Такие противоречия между идеологической схемой и данными источников пронизывают обе "аграрные" статьи Н.М. Лукина, причем последнее слово неизменно остается за схемой. Именно ею, а не результатами анализа источников, продиктован и конечный вывод обеих статей о том, что неспособность революционного правительства заручиться поддержкой сельской бедноты стала "предпосылкой" Термидора. По сути, этот тезис отражает скорее тайные страхи большевистской верхушки перед призраком "русского термидора"[126], нежели исторические реалии Франции конца XVIII в. В самом деле, как симпатии сельскохозяйственных рабочих к "робеспьеровскому правительству", даже если бы оно их "не лишилось", могли бы помешать термидорианскому перевороту, начавшемуся в Конвенте и уже через несколько часов благополучно завершившемуся в парижской Ратуше? На всем протяжении Французской революции жители деревни узнавали об очередном эпизоде борьбы за власть в столице лишь дни и недели спустя и никогда напрямую не влияли на его исход. Для большевиков же, опасавшихся, что угроза "русского термидора" исходит от "мелкобуржуазной" стихии многомиллионного крестьянства, напротив, союз с беднотой – их главной опорой в деревне – имел жизненно важное значение.

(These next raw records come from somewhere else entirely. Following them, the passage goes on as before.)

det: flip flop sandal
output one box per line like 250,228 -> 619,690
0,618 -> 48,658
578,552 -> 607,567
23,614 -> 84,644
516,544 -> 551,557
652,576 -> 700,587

Таким образом, и в своих "аграрных" статьях, намного превосходящих в научном плане его предшествующие работы о Французской революции, Н.М. Лукин выступал в большей степени политическим пропагандистом, чем исследователем. А ведь эти статьи так и остались вершиной его творчества как историка Революции. Обещанная им книга о французском крестьянстве никогда не появилась, а наиболее известная из его последних работ о Французской революции – статья "Ленин и проблема якобинской диктатуры"[127] – была выполнена в жанре скорее экзегетики, нежели исторического исследования.
Поскольку Н.М. Лукин был одним из "отцов-основателей" всей советской историографии стран Запада[128] и, в частности, используя выражение Н.И. Кареева, "главным руководителем новой школы" историков Французской революции[129], его научные взгляды и подходы не могли не оказать огромного влияния на развитие соответствующих направлений отечественной исторической науки. О том, какие профессиональные требования предъявлял Н.М. Лукин своим ученикам, мы можем судить по его выступлению на совещании историков-марксистов в 1931 г., посвященном критике специалистов старой "русской школы": "...Признание диалектического материализма как единственно правильной философской теории и умение применять диалектический метод в своей специальной области является обязательным для всякого историка, претендующего называться марксистом"[130]. Подобный догматизм, превращавший марксизм из научной методологии в символ веры, носил жестко императивный характер: ведь "каждого антимарксиста приходится рассматривать как потенциального вредителя", – напоминал Н.М. Лукин формулировку одного из принятых незадолго до того постановлений Общества историков-марксистов[131].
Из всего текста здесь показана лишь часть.